I will be turning 61 in a few days. I am reflecting on the shoulda coulda direction of my life. Can I still make a difference somewhere? Hooked up on facebook with some folks I had not seen in 35-40 years and learned of those who have passed and those that are ill. I am thankful to be a CHRISTIAN and try hard to walk in that way. I feel sad and I feel joy in the things I am putting in perspective. This is the very first white Christmas I have ever had. I think life to me is always going to be a surprise. Musicians, writers, bikers, outlaws, sinners and saints have been placed in my path to make me who I am. Greatfull to be homesteading, even if it is hard work. Thankfull for the family I have now. How I have learned and am learning. I can not fix all problems. Finding my way in all the uncertainty of what the goverment hands out. Praying and hoping to have instilled good qualites in my children. For some the big 4oh,5oh, 6oh are times to celebrate getting that far. for me I will just sit home and survey the unfinished hoop house and dream of what is to come of it. Plan on my spring planting and wonder. Will this stuff grow this year?


----------



## mnn2501 (Apr 2, 2008)

Well Happy Birthday BigDave. You're a couple years ahead of me, but I remember my 40th as the bad one.
Now if I can just make it til retirement.


----------



## modineg44 (Jun 25, 2002)

Happy birthday, Dave. You have a lot of good years ahead of you.

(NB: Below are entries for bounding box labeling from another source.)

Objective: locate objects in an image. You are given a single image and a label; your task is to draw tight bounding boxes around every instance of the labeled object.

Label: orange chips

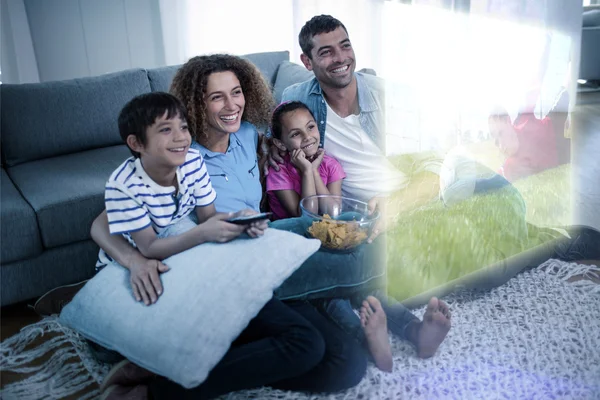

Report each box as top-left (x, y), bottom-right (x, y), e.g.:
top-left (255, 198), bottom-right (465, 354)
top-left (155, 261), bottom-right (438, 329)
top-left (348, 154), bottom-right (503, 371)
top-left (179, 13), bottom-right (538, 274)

top-left (308, 214), bottom-right (367, 250)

We also had a white Christmas here in rural N. Texas.

Nancy


----------



## ceresone (Oct 7, 2005)

Happy Birthday, Dave, you young whippersnapper, you! Actually, you have a wonderful outlook on life, if you can look back, and be pleased with your journey, what more could one ask?
You got the snow, I'm not far from you, we got a dusting, gone by noon. Freezing rain coming down now-I best do chores before it gets too slick


----------



## ceresone (Oct 7, 2005)

Must have put a spell on So. Mo. been snowing hard today (the 28th) for several hours


----------



## Big Dave (Feb 5, 2006)

HEHEHE yep I fell for ya getting that freezing rain is what will put the KABASH on everything. Take it easy. Stay warm and dry.


----------